Tomás Borge, FSLN vice-secretary, accused Washington of meddling in Nicaragua's internal affairs out of fear that the Sandinistas will win Nicaraguan presidential elections scheduled for 2006, said the Associated Press. The FSLN claimed the sting operation was orchestrated by Washington to press Managua to disarm.
Arriving in Argentina March 21 at the start of a Latin America visit, U.S. defense secretary Donald Rumsfeld said, A MANPAD is something that the handlers, the operators, can be managed by terrorists or by revolutionaries, or others…terrorists who are willing to, anxious to kill people and to threaten people, a MANPAD is a very effective weapon. In Managua that day Peter Brennan, deputy chief of the U.S. embassy there, said, These missiles are not necessary to a country that is not at war.
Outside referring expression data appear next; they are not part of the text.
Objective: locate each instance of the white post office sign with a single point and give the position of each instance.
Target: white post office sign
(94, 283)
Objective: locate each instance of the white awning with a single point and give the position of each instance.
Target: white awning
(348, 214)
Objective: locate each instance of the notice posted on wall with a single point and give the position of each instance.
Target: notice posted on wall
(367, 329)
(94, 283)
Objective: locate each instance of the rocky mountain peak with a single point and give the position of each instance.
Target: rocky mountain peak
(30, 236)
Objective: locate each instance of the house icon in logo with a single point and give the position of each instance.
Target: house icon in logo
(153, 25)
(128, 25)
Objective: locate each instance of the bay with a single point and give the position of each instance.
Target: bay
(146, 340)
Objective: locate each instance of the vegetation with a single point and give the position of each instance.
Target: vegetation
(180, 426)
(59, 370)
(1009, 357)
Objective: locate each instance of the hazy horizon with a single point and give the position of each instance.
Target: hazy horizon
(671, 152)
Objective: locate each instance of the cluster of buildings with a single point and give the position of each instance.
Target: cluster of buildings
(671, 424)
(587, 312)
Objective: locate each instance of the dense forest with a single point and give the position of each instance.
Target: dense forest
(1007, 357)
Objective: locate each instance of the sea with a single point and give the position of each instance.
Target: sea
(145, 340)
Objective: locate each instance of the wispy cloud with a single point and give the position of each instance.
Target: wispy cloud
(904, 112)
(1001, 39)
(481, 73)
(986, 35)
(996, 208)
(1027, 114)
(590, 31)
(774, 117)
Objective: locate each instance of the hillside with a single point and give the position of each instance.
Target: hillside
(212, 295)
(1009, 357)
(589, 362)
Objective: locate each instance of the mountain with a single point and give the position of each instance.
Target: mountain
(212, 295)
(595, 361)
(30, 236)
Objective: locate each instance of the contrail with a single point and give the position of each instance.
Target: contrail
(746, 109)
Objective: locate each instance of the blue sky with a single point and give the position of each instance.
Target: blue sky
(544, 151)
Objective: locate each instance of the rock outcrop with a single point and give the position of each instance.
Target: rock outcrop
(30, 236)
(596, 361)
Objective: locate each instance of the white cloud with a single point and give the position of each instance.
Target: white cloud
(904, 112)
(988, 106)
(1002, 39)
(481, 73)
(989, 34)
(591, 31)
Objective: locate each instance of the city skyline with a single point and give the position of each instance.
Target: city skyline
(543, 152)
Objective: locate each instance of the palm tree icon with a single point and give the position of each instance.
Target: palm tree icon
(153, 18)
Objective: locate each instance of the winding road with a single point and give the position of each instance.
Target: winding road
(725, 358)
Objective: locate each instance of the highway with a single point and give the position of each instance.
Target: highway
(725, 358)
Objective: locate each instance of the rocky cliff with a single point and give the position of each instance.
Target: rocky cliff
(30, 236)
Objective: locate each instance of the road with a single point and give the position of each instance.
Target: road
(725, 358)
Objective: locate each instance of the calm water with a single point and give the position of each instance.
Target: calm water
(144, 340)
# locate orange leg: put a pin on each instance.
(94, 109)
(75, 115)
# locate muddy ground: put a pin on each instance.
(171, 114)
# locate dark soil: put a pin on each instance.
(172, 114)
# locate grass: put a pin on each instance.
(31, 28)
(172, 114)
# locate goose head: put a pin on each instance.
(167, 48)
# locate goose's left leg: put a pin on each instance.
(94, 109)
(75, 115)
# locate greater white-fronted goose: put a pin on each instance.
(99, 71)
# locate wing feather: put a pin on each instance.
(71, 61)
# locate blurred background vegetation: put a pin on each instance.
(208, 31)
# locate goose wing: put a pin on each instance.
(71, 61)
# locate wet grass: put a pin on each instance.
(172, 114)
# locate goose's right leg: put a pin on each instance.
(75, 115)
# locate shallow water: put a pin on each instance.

In July 1979 a popular uprising throughout Nicaragua led by the FSLN overthrew the U.S.-backed dictatorship of Anastasio Somoza. Failing to economically strangle the revolutionary government, in late 1981 Washington organized a counterrevolutionary army, known as contras, and began a war to overthrow the revolution. The contras were headed by former officers of Somozas military and armed and supported by the U.S. military. They were defeated after a six-year-long war.
It was during that war that the Nicaraguan government armed itself with these portable air defense systems to defend the country from airborne assaults by the Contras.
The FSLN leadership retreated from the anticapitalist road they began down in 1979. By 1989 the FSLN had become a bourgeois electoral machine and increasingly advocated policies that relied on market mechanisms and deepening integration of the Nicaraguan economy into the world capitalist market.
The FSLN lost the presidential election in 1990 and Washington subsequently restored diplomatic relations. Formal relations with the Nicaraguan military, in which former Sandinistas are said to still hold high positions, was not restored until two years ago, when Managua sent a small number of soldiers to join the U.S.-led war in Iraq. In a joint press conference with Bolaños last November, U.S. defense secretary Donald Rumsfeld praised the performance of Nicaraguan troops in Iraq.
This is not the way you treat friends, Nicaraguan defense minister José Adán Guera complained March 18, according to the New York Times. We have supported the United States in Iraq. We have supported them on Cafta. And this is what we get for it?
Guera was referring to the Central America Free Trade Agreement with the United States, which also includes El Salvador, Honduras, Costa Rica, Guatemala and the Dominican Republic. The trade pact opens up the economies of those countries to further penetration by U.S. finance capital.